39. The method of Claim 34, wherein said AGGF1 peptide is selected from any of SEQ ID Nos:2-l6 or i) a peptide comprising the amino acid sequence from 574 to 614 of SEQ ID NO: l, ii) a peptide comprising the amino acid sequence from 574 to 624 of SEQ ID NO:l, iii) a peptide comprising the amino acid sequence from 604 to 714 of SEQ ID NO:l, or iv) the AGGF1 peptide consists of, consists essentially of, or comprises QRDDAPASVH (SEQ ID NO: 18).
40. The method of Claim 34, wherein said AGGF1 peptide has at least 97% sequence identity with any one of SEQ ID Nos:2-l6.
41. The method of Claim 34, wherein said administering reduces or eliminates at least one symptom of said disease or condition.
42. The method of Claim 34, wherein said composition comprises a said AGGF1 peptide.
43. The method of Claim 34, wherein said composition comprises said an expression vector encoding said AGGF1 peptide.
44. The method of Claim 34, wherein said subject is a human.
45. The method of Claim 34, wherein said AGGFl-primed endothelial progenitor cell comprises an endothelial progenitor cell (EPC) from said subject, wherein said EPC has been exposed to AGGF1 peptides ex vivo.
46. The method of Claim 34, wherein said AGGFl-primed endothelial progenitor cell comprises an endothelial progenitor cell (EPC) from a relative of said subject, wherein said EPC has been exposed to AGGF1 peptides ex vivo.
47. The method of Claim 34, wherein said AGGFl-primed endothelial progenitor cell comprises an endothelial progenitor cell (EPC) from a non-relative of said subject, wherein said EPC has been exposed to AGGF1 peptides ex vivo.
48. A composition comprising: an AGGFl-primed endothelial progenitor cell.

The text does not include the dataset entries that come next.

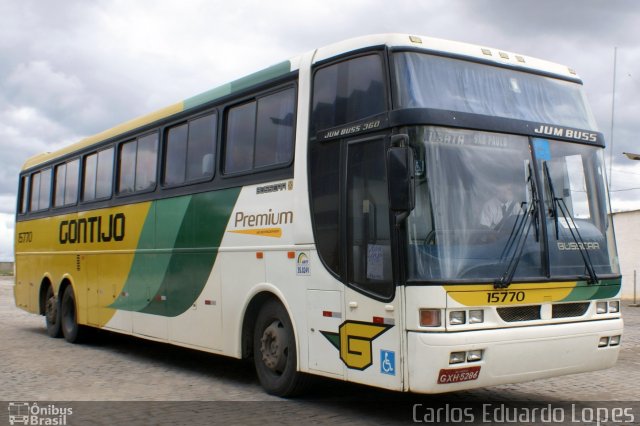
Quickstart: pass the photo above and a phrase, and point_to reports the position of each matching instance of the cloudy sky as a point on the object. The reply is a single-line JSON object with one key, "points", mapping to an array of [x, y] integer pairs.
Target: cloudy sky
{"points": [[71, 69]]}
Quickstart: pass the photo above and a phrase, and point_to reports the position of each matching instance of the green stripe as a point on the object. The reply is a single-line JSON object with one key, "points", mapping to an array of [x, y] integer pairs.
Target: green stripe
{"points": [[267, 74], [604, 290], [149, 267], [202, 229]]}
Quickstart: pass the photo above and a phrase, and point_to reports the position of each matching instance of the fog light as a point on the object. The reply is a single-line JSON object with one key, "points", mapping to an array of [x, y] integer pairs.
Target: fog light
{"points": [[476, 317], [473, 356], [457, 317], [614, 307], [457, 357], [430, 318]]}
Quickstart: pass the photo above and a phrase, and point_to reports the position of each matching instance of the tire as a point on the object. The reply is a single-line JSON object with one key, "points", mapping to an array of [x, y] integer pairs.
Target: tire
{"points": [[71, 330], [274, 352], [52, 314]]}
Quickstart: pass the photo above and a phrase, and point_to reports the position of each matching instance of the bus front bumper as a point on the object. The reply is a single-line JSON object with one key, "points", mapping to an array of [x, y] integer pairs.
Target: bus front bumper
{"points": [[509, 355]]}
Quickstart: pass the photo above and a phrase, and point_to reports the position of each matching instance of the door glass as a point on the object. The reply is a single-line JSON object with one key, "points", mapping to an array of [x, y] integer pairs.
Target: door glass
{"points": [[369, 236]]}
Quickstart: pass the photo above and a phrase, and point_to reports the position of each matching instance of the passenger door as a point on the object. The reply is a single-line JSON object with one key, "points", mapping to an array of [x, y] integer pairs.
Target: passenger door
{"points": [[370, 336]]}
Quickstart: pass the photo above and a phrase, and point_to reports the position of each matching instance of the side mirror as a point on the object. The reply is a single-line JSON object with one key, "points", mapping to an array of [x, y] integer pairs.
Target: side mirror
{"points": [[400, 178]]}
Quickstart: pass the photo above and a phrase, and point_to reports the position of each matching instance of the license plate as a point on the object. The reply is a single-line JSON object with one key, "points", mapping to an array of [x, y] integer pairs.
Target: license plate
{"points": [[455, 375]]}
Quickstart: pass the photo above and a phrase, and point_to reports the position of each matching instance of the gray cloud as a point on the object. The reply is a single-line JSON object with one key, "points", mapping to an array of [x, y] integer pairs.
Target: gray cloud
{"points": [[68, 72]]}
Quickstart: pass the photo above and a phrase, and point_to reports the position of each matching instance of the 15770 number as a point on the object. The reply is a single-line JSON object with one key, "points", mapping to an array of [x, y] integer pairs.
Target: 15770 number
{"points": [[505, 296]]}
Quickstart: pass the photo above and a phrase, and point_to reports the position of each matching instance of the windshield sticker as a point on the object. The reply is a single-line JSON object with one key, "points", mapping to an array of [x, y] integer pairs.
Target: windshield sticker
{"points": [[542, 149], [303, 267], [468, 138]]}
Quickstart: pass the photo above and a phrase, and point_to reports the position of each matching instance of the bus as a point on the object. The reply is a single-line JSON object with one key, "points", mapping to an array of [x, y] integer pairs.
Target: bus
{"points": [[393, 210]]}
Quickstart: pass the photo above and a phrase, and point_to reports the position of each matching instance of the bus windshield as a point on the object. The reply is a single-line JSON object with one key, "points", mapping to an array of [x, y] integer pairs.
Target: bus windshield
{"points": [[478, 207], [428, 81]]}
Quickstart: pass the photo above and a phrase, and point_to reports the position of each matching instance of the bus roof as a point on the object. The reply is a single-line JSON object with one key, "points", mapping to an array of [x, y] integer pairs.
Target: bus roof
{"points": [[429, 44]]}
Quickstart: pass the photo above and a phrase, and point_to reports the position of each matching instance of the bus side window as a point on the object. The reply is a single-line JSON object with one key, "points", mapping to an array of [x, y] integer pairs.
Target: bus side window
{"points": [[23, 202], [368, 229], [138, 161], [40, 190], [347, 91], [260, 133], [97, 175], [66, 184], [190, 151]]}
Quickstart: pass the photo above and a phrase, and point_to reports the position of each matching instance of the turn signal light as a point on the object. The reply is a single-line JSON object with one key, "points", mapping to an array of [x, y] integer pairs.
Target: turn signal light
{"points": [[430, 318]]}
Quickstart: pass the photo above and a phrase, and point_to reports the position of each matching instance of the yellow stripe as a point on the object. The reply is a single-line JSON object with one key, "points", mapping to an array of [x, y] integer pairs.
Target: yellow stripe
{"points": [[516, 294], [262, 232], [115, 131]]}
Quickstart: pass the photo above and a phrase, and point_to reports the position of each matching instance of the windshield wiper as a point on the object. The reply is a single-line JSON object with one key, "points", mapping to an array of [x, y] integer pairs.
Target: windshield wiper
{"points": [[558, 203], [518, 236]]}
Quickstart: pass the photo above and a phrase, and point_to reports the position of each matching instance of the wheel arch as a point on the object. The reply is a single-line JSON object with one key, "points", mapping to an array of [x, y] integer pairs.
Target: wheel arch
{"points": [[260, 296]]}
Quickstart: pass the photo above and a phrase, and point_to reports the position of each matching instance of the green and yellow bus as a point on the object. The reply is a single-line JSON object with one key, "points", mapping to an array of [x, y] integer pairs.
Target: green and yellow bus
{"points": [[405, 212]]}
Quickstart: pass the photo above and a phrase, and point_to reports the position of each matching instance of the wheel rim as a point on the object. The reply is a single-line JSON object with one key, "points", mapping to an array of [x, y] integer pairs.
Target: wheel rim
{"points": [[274, 347]]}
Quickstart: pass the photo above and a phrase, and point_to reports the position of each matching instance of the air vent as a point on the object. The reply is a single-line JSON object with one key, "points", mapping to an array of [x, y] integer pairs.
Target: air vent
{"points": [[519, 313], [569, 310]]}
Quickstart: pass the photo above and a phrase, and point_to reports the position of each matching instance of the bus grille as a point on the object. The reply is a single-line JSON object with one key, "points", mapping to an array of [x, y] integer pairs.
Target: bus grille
{"points": [[520, 313], [568, 310]]}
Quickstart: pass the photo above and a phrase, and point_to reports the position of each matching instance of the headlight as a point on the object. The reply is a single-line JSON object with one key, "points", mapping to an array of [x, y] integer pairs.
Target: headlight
{"points": [[430, 318], [457, 357], [475, 355], [476, 316], [457, 317]]}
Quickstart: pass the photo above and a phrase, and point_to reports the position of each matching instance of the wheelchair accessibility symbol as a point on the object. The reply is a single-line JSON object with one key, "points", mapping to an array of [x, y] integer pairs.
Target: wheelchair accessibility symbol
{"points": [[388, 362]]}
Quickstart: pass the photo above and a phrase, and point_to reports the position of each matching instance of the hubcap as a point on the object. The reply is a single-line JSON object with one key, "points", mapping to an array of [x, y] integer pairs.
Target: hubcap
{"points": [[274, 347]]}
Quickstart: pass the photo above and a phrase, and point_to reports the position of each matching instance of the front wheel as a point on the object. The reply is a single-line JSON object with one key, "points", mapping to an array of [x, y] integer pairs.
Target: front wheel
{"points": [[71, 330], [274, 352]]}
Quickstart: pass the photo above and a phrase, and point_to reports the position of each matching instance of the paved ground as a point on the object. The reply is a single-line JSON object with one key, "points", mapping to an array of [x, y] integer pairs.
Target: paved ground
{"points": [[169, 385]]}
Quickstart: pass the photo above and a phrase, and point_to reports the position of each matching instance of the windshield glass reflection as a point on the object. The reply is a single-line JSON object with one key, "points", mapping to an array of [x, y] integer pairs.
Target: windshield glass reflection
{"points": [[473, 195]]}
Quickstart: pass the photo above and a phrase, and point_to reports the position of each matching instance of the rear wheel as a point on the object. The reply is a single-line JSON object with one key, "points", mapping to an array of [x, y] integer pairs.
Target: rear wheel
{"points": [[52, 314], [274, 352], [71, 330]]}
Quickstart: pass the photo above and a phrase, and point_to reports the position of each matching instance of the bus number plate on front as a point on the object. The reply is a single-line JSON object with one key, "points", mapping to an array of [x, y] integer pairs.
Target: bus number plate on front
{"points": [[455, 375]]}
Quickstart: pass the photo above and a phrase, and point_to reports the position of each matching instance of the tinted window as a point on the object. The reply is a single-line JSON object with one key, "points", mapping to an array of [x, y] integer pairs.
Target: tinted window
{"points": [[241, 129], [190, 151], [98, 175], [24, 185], [138, 162], [274, 138], [260, 133], [324, 173], [40, 190], [369, 234], [348, 91], [176, 155], [66, 184]]}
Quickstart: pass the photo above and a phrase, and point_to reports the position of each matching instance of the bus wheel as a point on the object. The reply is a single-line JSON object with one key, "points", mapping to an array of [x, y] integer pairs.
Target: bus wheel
{"points": [[274, 351], [52, 314], [68, 317]]}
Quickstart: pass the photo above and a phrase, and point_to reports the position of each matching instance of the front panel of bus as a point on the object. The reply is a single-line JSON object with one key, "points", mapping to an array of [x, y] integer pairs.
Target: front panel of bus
{"points": [[503, 268]]}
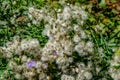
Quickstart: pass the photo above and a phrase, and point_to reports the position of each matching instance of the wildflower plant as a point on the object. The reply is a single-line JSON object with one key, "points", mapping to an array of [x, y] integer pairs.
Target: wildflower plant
{"points": [[56, 40]]}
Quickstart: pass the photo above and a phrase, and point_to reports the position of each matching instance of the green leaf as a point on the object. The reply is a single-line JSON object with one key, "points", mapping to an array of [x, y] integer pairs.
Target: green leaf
{"points": [[102, 4]]}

49. The composition of Claim 48, wherein said AGGFl-primed endothelial progenitor cell comprises an endothelial progenitor cell (EPC) from a subject with a disease or condition characterized by abnormal glucose metabolism and/or ischemic vascular disease, wherein said EPC has been exposed to AGGF1 peptides ex vivo.
50. The composition of Claim 48, further comprising a physiological tolerable liquid.
51. A kit or system comprising:
a) an endothelial progenitor cell (EPC), and
b) a composition comprising:
i) an AGGF1 peptide, and/or
ii) an expression vector encoding said AGGF1 peptide.
52. The kit or system of Claim 51, wherein said AGGF1 peptide consists of, consists essentially of, or comprises QRDDAPASVH (SEQ ID NO: 18).
53. The kit or system of Claim 51, wherein said expression vector comprises the nucleic acid sequence in SEQ ID NO:25.